Vocab 101-120
1. pastoral: a poem, play, or story that celebrates and idealizes the simple life of shepherds and shepherdesses.
2. pathos: The quality of a literary work or passage which appeals to the reader's or viewer's emotions- especially
3. periodic sentence: A sentence that delivers its point at the end; usually constructed as a subordinate clause followed by a main clause. ex. At the piano she practiced scales.
4. personification: The attribution of human characteristics to an animal or to an inanimate object. Wordsworth's daffodils 'tossing their heads in a sprightly dance' in 'I Wandered Lonely as a cloud'
5. point of view: Perspective of the speaker or narrator in a literary work.
6. polysyndeton: repetition of conjunctions in close succession (as in we have ships and men and money).
7. prose: the ordinary language people use to express themselves; the opposite of poetry.
8. protagonist: The main or principal character in a work; often considered the hero or heroine. Hamlet, Macbeth Oedipus, Anna Karenina, and Tom Sawyer are the protagonists of the eponymous works in which they appear.
9. physiognomy: The assessment of a person's character or personality from his or her outer appearance, especially the face. The term can also refer to the general appearance of a person, object or terrain.
10. pun: Humorous play on words that have several meanings or words that sound the same but have different meanings. In Romeo and Juliet, Mercutio's 'You will find me a grave man' refers both to the seriousness of his words and the fact that he is dying.
11. quatrain: Four-line stanza.
12. refrain: Repetition of a line, stanza, or phrase.
13. repetition: A word or phrase used more than once to emphasize an idea.

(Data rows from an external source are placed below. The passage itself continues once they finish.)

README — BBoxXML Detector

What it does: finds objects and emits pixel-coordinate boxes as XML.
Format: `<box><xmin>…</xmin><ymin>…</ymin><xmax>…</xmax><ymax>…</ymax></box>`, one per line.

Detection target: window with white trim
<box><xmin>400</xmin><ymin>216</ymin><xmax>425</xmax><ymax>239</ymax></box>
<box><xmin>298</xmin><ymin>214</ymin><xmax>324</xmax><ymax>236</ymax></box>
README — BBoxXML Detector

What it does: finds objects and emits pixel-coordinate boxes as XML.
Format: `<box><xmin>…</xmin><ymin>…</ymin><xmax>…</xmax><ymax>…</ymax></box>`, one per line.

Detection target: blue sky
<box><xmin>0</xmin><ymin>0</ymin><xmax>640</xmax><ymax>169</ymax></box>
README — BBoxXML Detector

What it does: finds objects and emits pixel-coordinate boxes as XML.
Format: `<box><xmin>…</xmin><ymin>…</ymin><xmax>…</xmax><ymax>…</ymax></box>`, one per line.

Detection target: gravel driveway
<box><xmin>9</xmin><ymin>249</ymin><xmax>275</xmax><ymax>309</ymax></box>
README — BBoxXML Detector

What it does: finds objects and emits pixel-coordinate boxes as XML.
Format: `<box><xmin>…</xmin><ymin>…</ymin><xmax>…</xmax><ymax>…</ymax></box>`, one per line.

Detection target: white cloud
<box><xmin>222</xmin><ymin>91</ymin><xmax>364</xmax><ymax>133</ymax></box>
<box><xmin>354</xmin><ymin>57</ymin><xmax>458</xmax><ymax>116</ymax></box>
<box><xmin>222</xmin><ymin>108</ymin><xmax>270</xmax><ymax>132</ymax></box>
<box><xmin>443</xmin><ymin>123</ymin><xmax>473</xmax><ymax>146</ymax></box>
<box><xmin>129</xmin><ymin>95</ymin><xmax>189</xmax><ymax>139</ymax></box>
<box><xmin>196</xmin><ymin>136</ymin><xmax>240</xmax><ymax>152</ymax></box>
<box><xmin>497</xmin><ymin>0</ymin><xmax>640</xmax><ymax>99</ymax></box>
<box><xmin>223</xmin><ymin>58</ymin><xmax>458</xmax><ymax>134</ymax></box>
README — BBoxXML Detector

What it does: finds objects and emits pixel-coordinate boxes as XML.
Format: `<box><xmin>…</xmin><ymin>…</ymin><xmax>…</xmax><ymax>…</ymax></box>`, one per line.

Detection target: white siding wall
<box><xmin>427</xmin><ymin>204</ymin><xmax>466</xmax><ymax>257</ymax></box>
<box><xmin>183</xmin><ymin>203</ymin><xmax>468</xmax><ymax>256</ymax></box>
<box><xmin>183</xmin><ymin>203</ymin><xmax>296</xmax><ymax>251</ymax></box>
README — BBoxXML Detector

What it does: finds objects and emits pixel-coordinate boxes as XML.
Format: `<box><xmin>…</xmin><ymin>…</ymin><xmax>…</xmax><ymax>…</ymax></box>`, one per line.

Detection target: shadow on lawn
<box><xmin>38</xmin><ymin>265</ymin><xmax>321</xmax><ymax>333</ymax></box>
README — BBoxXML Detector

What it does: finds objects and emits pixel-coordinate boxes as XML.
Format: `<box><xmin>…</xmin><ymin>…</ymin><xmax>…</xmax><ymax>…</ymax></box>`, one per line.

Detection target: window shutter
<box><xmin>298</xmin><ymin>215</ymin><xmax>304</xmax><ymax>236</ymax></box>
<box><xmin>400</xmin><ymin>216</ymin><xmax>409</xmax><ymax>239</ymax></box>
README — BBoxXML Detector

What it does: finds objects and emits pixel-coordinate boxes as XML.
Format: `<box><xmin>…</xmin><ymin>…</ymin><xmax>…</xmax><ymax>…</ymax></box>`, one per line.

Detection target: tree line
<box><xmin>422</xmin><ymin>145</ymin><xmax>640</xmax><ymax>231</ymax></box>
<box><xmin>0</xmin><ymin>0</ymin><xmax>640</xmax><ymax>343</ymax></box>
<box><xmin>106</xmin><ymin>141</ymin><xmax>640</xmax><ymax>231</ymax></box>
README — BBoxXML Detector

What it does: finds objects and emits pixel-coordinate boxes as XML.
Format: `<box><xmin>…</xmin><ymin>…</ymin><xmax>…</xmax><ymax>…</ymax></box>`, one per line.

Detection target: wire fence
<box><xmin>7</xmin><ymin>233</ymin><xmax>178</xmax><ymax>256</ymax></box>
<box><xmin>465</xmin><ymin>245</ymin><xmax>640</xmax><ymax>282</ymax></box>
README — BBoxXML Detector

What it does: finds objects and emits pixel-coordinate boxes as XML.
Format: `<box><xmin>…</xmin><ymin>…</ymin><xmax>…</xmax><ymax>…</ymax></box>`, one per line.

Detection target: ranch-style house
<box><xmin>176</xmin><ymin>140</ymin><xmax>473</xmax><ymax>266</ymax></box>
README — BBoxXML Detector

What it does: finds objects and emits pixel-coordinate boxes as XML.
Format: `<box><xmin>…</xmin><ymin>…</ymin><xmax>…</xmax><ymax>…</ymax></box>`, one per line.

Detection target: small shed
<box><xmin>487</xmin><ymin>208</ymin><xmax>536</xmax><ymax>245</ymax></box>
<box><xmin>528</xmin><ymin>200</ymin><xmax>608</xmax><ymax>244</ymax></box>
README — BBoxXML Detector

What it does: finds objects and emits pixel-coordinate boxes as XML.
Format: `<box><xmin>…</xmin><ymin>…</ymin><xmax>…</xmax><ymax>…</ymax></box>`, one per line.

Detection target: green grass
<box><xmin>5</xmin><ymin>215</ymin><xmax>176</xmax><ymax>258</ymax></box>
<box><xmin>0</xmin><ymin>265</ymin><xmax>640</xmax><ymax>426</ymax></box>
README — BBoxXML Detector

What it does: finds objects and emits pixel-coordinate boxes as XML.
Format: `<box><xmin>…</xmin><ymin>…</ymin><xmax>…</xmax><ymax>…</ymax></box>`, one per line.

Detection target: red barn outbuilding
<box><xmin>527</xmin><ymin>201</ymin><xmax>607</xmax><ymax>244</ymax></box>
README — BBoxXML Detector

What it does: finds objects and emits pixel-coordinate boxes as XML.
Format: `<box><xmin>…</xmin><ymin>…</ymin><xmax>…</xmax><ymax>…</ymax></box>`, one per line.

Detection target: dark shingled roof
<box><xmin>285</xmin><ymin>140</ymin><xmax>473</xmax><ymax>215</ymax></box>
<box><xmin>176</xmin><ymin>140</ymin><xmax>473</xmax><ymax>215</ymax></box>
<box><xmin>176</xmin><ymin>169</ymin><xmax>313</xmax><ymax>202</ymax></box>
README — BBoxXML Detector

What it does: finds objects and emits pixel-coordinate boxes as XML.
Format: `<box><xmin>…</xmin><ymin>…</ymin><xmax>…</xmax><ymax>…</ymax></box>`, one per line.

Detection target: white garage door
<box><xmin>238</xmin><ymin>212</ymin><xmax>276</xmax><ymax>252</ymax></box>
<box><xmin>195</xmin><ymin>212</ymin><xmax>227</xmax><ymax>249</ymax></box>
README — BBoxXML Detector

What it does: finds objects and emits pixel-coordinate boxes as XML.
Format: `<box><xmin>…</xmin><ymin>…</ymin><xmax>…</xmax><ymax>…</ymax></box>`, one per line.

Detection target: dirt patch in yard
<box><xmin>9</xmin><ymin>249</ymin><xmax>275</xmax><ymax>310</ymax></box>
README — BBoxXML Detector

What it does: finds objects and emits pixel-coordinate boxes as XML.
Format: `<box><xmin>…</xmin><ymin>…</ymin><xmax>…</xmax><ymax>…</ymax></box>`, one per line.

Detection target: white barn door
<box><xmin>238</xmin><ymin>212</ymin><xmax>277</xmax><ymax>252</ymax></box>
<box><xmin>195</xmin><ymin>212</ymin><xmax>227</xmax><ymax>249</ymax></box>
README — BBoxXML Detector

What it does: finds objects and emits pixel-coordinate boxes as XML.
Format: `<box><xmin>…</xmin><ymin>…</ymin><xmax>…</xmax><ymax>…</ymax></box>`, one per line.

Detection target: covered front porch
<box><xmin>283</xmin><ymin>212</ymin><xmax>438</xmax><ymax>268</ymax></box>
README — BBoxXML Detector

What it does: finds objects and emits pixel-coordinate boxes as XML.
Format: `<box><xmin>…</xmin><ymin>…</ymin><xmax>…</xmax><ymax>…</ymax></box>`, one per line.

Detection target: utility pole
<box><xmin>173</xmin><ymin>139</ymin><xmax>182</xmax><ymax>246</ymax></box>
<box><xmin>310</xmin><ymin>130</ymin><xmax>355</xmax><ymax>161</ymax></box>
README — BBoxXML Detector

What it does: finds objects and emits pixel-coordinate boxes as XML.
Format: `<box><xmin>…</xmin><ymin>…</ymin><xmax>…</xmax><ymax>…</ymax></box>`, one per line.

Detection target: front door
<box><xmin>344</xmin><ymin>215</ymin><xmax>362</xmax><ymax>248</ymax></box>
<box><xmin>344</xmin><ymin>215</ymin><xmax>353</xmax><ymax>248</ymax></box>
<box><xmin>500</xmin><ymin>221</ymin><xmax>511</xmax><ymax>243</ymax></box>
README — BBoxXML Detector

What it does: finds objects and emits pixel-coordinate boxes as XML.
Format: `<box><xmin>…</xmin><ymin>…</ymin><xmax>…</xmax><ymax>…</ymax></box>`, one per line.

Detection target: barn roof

14. rhetorical question: A question with an obvious answer, so no one response is expected; used for emphasis or to make a point.
15. satire: The use of humor to ridicule and expose the shortcomings and failings of society, individuals, and institutions, often in the hope that change and reform are possible. Swift's suggestion in 'A Modest Proposal' that Irish babies be butchered and sold as food to wealthy English landlords in order to alleviate poverty in Ireland is a classic example of satire because Swift was really savagely attacking the English for exploiting the Irish. Oscar Wilde's The Importance of Being Earnest satirizes Victorian social hypocrisy.
16. scansion: the process of measuring metrical verse, this is, of marking accented and unaccented syllables, dividing the lines into feet, identifying the metrical pattern, and noting significant variations from that pattern.
17. sestet: A six-line stanza of poetry; also, the last six lines of an Italian/Petrarchan sonnet. 18. shift: In writing, a movement from one thought or idea to another; a change.
19. simile: A comparison of unlike things using the word like, as, or so.
20. soliloquy: A dramatic or literary form of discourse in which a character talks to himself or herself or reveals his or her thoughts without addressing a listener.